Thanks you in advance ! :slight_smile:

Clément

@ClementAlba Welcome to Dask! Apologies for the delay in response.

I think we can optimize your code to use Dask more efficiently, which will help with memory management:

  • You need not use Delayed here. We can use Dask Array API directly becasue ds.data is a Dask Array (mixing collection isn’t generally recommended).
  • compute_chunk() isn’t necessary, you can directly do computed = chunks.compute() – not only are for-loops in general bottlenecks, but we don’t really need to compute the chunks at all. We can continue in a lazy fashion.
  • You can use map_blocks instead of for-loop + create_mask. Or, da.where(), Dask Array’s where function directly.

Reproducibe example:

import dask

import rioxarray
import rasterio

import dask.array as da
import numpy as np

from distributed import Client

client = Client()

ds = rioxarray.open_rasterio(filename="https://github.com/rasterio/rasterio/raw/1.2.1/tests/data/RGB.byte.tif", 
                             chunks=(1, 5000, 5000)).astype(rasterio.int8)

chunks = ds.data.ravel()

result = da.where(chunks < 9, 0, chunks)
result.compute()
2 Likes

Hi @pavithraes, thanks for your response !

I wasn’t available for more than one month and I tried your solution when I was back. Unfortunately it not worked but I finally solve the problem.

After creating my masks I wan’t to interpolate my data and so as not to overflow my memory, each time a tile was interpoled, I wrote it in a directory (so I don’t keep any array in my memory). The idea is to keep all my functions lazy in my for-loop and after, do the computation :

# Cette fonction permet de créer le mask pour un chunk donné
@dask.delayed
def create_mask(chunk):
    mask = np.where(chunk < config.get("mask").get("limit"), 0, chunk)
    return mask


# Cette fonction permet d'interpoler un chunk donné. Elle retourne un tableau numpy
@dask.delayed
def interpolation(chunk, mask):
    return rasterio.fill.fillnodata(chunk, mask, config.get("interpolation").get("max_search_distance"))

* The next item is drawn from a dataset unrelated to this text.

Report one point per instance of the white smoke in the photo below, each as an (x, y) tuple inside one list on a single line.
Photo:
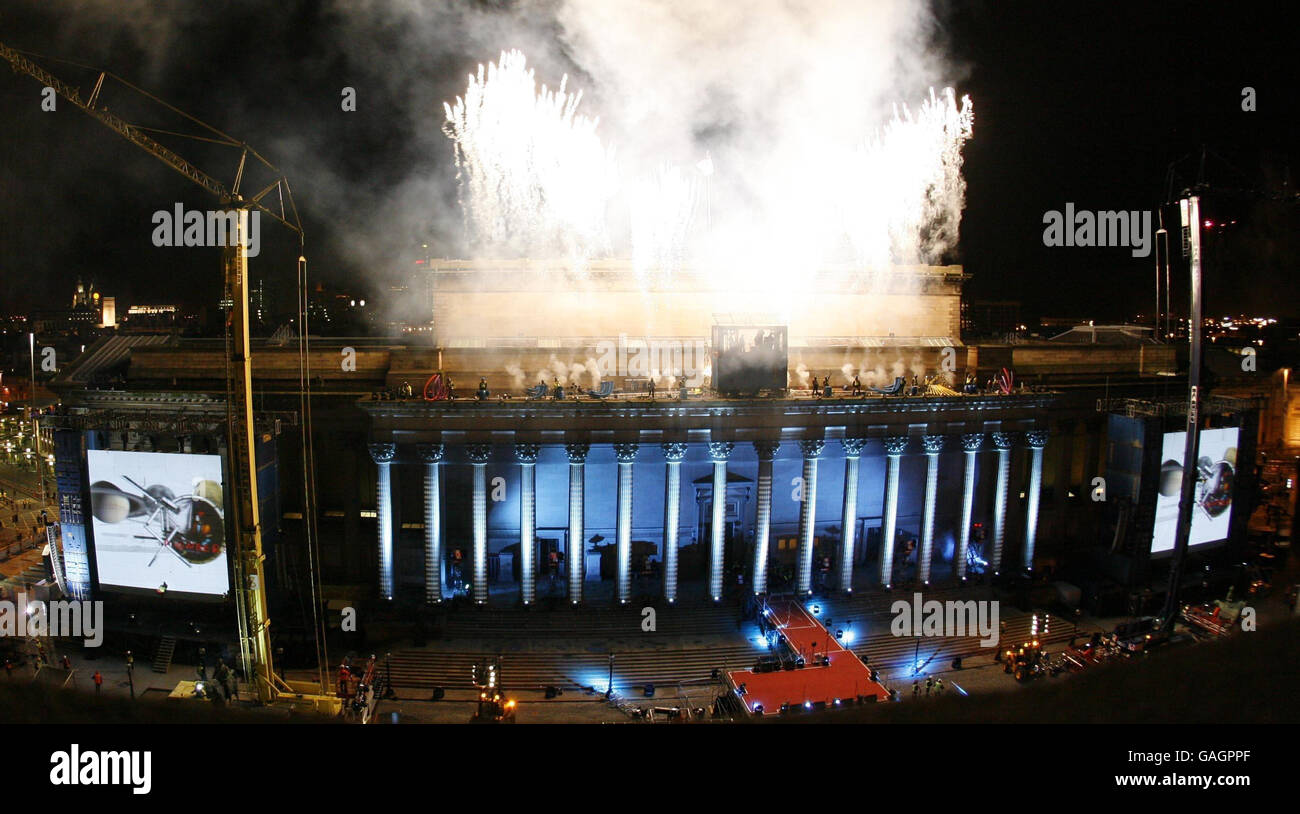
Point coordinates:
[(761, 142)]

# Cette fonction permet de créer un DataArray à partir d'un chunk. L'intérêt d'utiliser les DataArrays est que l'on peut facilement
# les convertir en raster
@dask.delayed
def create_data_array(chunk, coords):
    return xr.DataArray(
        chunk,
        dims=["band", "y", "x"],
        coords=coords).rio.write_crs(2154)


# Cette fonction permet d'exporter un chunk au format .tif
@dask.delayed
def write_tile(tile, i):
    tile.rio.to_raster(config.get("directories").get("output") + "/" + str(i) + ".tif")
    for k in range(len(delayed_chunks)):
        # Calcul du mask
        mask = dask.delayed(create_mask)(delayed_chunks[k])
        # Interpolation du chunk
        interpoled = dask.delayed(interpolation)(delayed_chunks[k], mask)
        # Création du DataArray
        data_array = dask.delayed(create_data_array)(interpoled, coordinates[k])
        # Rangement dans le tableau
        tiles_to_write.append(dask.delayed(write_tile)(data_array, k))

By doing this strategy I don’t have memory error yet. I also manage my workers and my threads_per_worker when I create my Client.

If you wan’t to see my full code you can go to my GitHub repository : parallelisation_process/interpolation at main · ClementAlba/parallelisation_process · GitHub

Obviously, if you have advices or remarks on my usage of Dask, I’d be happy to read them !